Department of Molecular Biology & Biochemistry , University of California , Irvine , California 92697 , United States.
ACS Synth Biol. 2018 Jul 20;7(7):1722-1729. doi: 10.1021/acssynbio.8b00195. Epub 2018 Jul 10.
The yeast cytoplasmically localized pGKL1/TP-DNAP1 plasmid/DNA polymerase pair forms an orthogonal DNA replication system whose mutation rate can be drastically increased without influencing genomic replication, thereby supporting in vivo continuous evolution. Here, we report that the pGKL2/TP-DNAP2 plasmid/DNA polymerase pair forms a second orthogonal replication system. We show that custom genes can be encoded and expressed from pGKL2, that error-prone TP-DNAP2s can be engineered, and that pGKL2 replication by TP-DNAP2 is both orthogonal to genomic replication in Saccharomyces cerevisiae and mutually orthogonal with pGKL1 replication by TP-DNAP1. This demonstration of two mutually orthogonal DNA replication systems with tunable error rates and properties should enable new applications in cell-based continuous evolution, genetic recording, and synthetic biology at large.

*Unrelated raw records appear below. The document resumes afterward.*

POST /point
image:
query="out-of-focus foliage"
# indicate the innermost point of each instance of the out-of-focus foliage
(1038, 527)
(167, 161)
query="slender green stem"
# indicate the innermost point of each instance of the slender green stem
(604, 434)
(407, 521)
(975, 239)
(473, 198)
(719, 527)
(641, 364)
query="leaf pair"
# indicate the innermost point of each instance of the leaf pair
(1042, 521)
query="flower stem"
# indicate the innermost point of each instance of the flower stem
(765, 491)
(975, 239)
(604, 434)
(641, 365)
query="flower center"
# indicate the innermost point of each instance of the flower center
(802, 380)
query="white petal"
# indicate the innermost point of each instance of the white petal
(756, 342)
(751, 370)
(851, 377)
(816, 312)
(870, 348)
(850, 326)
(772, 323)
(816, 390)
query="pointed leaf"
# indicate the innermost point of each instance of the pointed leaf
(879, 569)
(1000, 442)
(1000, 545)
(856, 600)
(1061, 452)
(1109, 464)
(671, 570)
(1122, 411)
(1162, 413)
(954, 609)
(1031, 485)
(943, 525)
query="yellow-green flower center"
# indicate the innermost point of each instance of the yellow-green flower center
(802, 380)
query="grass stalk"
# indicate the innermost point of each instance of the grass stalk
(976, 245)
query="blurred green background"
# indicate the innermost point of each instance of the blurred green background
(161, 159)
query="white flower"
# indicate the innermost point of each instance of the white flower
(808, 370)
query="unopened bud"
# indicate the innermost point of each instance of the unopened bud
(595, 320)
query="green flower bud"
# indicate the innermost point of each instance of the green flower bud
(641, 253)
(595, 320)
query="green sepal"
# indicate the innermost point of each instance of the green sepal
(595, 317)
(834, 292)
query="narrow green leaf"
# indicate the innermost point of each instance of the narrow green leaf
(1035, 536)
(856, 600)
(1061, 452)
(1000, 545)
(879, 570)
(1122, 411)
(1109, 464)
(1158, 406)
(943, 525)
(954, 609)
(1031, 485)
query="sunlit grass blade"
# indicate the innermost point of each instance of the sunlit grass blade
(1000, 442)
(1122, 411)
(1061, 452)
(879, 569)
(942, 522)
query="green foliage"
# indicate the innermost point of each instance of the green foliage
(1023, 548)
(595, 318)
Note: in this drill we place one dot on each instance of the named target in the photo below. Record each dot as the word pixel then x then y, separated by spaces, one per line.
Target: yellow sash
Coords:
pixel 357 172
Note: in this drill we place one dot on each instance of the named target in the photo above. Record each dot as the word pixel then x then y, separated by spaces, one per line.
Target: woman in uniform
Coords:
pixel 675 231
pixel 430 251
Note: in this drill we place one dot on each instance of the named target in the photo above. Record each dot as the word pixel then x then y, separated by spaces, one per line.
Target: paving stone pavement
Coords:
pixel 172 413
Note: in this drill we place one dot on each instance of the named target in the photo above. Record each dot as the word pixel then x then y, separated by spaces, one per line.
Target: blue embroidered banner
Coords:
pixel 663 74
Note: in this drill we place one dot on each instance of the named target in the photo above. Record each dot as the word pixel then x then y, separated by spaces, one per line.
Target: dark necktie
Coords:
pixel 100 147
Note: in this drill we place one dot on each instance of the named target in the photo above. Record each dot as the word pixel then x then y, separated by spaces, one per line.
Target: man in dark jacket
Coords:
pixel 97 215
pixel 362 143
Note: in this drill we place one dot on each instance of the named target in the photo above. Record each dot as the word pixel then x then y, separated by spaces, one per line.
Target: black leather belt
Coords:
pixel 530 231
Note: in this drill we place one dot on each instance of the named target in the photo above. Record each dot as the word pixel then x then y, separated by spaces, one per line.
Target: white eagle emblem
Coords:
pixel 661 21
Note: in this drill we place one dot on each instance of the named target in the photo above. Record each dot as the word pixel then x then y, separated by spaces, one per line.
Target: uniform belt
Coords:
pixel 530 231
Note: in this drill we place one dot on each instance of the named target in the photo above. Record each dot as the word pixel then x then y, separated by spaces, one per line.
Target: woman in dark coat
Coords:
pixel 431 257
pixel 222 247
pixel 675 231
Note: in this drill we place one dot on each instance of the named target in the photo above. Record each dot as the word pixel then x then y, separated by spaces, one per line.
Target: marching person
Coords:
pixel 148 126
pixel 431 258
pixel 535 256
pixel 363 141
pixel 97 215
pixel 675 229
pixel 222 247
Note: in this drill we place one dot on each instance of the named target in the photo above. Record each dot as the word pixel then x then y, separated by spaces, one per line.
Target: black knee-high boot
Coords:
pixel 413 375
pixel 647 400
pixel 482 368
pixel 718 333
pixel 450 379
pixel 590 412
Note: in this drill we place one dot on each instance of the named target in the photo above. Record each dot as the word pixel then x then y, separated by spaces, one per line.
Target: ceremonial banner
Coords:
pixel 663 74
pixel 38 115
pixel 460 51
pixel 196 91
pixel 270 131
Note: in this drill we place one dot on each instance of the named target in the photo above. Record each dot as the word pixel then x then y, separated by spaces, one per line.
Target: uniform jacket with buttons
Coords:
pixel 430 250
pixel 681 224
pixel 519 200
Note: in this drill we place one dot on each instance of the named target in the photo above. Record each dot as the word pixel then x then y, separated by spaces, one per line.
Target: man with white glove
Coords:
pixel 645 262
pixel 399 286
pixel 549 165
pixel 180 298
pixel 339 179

酵母细胞质定位的pGKL1/TP-DNAP1质粒/DNA聚合酶对形成了一个正交DNA复制系统,其突变率可以在不影响基因组复制的情况下大幅提高,从而支持体内连续进化。在此,我们报告pGKL2/TP-DNAP2质粒/DNA聚合酶对形成了第二个正交复制系统。我们表明,可以从pGKL2编码并表达定制基因,可以设计易错的TP-DNAP2,并且TP-DNAP2介导的pGKL2复制在酿酒酵母中既与基因组复制正交,又与TP-DNAP1介导的pGKL1复制相互正交。这两个具有可调错误率和特性的相互正交DNA复制系统的证明应该能够在基于细胞的连续进化、遗传记录以及整个合成生物学中实现新的应用。